Tuesday, May 20, 2008

Microsoft Joins One Laptop per Child

The nonprofit organization's alliance with Microsoft will bring Windows XP to the poorest children, and could give OLPC a much-needed boost

http://images.businessweek.com/story/08/600/0515_olpc.jpg

Just four months after a messy breakup with tech giant Intel, the One Laptop per Child organization on May 15 announced an alliance with another tech behemoth—Microsoft. The two will make Microsoft's Windows XP operating system available on OLPC's XO laptop, which was designed to help educate the world's poorest children.

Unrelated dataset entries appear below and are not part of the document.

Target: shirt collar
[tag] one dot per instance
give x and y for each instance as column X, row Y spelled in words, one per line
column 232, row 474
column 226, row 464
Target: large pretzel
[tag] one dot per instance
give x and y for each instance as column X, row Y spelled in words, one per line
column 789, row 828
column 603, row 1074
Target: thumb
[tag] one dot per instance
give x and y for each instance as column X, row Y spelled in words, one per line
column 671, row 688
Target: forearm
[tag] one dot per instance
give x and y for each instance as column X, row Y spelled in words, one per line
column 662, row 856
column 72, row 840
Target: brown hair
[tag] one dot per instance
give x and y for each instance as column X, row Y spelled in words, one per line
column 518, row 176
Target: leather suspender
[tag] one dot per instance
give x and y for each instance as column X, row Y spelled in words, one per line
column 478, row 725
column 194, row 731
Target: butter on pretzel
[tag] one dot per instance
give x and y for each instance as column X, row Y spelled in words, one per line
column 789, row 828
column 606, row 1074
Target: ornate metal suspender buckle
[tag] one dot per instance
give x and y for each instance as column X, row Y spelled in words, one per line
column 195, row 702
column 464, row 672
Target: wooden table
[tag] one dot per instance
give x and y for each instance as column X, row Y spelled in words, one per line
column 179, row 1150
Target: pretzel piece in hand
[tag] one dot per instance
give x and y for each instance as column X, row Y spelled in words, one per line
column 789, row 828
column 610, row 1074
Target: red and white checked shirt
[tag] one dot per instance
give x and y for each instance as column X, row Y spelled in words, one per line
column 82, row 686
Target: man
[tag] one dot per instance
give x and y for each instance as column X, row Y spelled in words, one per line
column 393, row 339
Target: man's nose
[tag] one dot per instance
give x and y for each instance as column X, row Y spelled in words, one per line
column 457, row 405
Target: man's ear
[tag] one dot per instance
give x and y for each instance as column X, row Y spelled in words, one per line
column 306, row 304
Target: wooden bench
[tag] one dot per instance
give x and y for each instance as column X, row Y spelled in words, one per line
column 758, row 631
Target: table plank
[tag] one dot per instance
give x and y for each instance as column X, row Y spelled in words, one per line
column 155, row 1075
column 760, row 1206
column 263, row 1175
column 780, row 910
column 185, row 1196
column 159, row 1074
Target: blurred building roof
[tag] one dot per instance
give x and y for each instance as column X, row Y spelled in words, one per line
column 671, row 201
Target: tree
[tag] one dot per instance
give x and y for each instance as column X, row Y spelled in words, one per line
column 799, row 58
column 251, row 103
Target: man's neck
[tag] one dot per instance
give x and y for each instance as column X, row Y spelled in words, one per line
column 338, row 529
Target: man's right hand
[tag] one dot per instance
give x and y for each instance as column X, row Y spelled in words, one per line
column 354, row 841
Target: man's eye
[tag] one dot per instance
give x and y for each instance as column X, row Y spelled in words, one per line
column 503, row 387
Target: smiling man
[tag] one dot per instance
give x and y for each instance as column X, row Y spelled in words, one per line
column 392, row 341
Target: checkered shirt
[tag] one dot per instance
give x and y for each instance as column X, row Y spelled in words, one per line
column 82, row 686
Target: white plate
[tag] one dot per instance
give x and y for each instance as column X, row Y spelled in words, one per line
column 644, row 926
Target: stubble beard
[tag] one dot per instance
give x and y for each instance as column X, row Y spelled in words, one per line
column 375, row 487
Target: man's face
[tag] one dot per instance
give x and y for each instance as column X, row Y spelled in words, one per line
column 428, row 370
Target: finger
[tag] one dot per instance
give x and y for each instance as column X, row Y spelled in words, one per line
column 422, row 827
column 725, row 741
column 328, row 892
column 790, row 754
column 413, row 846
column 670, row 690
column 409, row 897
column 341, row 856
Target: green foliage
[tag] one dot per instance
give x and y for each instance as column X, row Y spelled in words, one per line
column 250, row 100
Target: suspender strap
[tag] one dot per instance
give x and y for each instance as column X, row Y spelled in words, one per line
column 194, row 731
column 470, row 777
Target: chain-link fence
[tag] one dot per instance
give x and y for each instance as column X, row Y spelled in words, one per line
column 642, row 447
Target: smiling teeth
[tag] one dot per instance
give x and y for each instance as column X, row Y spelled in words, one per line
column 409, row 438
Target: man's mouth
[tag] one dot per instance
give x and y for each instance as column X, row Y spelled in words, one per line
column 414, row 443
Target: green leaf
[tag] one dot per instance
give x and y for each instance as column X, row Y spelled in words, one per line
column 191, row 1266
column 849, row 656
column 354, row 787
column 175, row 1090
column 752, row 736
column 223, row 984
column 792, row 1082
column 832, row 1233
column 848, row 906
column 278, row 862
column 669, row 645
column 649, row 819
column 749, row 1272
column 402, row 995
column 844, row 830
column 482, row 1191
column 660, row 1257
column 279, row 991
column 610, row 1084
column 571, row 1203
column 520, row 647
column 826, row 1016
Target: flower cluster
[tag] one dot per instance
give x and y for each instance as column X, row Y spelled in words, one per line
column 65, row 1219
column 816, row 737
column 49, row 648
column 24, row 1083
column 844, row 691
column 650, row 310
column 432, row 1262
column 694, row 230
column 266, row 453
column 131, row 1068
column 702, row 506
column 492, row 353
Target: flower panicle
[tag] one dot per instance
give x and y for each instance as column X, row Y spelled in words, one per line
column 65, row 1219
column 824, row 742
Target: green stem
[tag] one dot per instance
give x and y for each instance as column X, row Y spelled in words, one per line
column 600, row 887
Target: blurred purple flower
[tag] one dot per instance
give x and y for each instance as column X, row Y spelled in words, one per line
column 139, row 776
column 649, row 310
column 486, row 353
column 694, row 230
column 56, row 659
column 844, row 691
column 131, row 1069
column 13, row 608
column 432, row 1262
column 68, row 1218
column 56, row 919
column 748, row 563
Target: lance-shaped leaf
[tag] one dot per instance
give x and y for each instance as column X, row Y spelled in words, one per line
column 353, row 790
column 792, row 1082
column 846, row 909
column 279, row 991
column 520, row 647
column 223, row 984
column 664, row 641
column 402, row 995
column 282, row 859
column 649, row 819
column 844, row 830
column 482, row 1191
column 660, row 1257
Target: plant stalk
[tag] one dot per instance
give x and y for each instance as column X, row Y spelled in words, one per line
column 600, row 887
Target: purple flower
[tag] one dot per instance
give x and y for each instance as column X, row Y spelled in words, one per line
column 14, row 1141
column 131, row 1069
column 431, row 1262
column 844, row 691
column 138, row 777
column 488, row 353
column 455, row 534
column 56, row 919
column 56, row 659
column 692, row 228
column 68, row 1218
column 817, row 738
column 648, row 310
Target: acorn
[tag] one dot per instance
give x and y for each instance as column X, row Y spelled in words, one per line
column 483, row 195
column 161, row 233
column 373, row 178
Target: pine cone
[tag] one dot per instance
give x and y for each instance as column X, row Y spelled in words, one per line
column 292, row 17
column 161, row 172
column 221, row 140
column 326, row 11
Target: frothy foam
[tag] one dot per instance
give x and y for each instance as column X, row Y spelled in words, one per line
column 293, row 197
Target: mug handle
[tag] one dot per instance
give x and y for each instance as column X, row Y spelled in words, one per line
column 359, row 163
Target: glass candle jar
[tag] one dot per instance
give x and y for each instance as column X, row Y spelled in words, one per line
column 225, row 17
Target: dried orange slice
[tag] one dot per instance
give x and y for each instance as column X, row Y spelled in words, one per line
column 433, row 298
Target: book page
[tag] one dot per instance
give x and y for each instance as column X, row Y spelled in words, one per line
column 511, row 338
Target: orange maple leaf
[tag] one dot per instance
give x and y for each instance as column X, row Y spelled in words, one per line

The tieup was no surprise. OLPC has long talked about putting a Microsoft operating system on its little green-and-white machine. With Microsoft on board, tens of thousands of educational software applications designed to run on Windows can now be used on the XO, making it more useful in schools and acceptable to government ministries. "This will have a huge impact on the psychology of OLPC. It brings us more into the mainstream of people's minds," says Nicholas Negroponte, OLPC's founder and chairman.

Microsoft says it got involved in the project partly at the urging of education officials in several countries. "A lot of people would like to see Windows running on that cute little green-and-white laptop," says James Utzschneider, general manager of marketing at the Microsoft division that promotes affordable computing in developing nations. He listed Egypt, Guatemala, Romania, and Russia.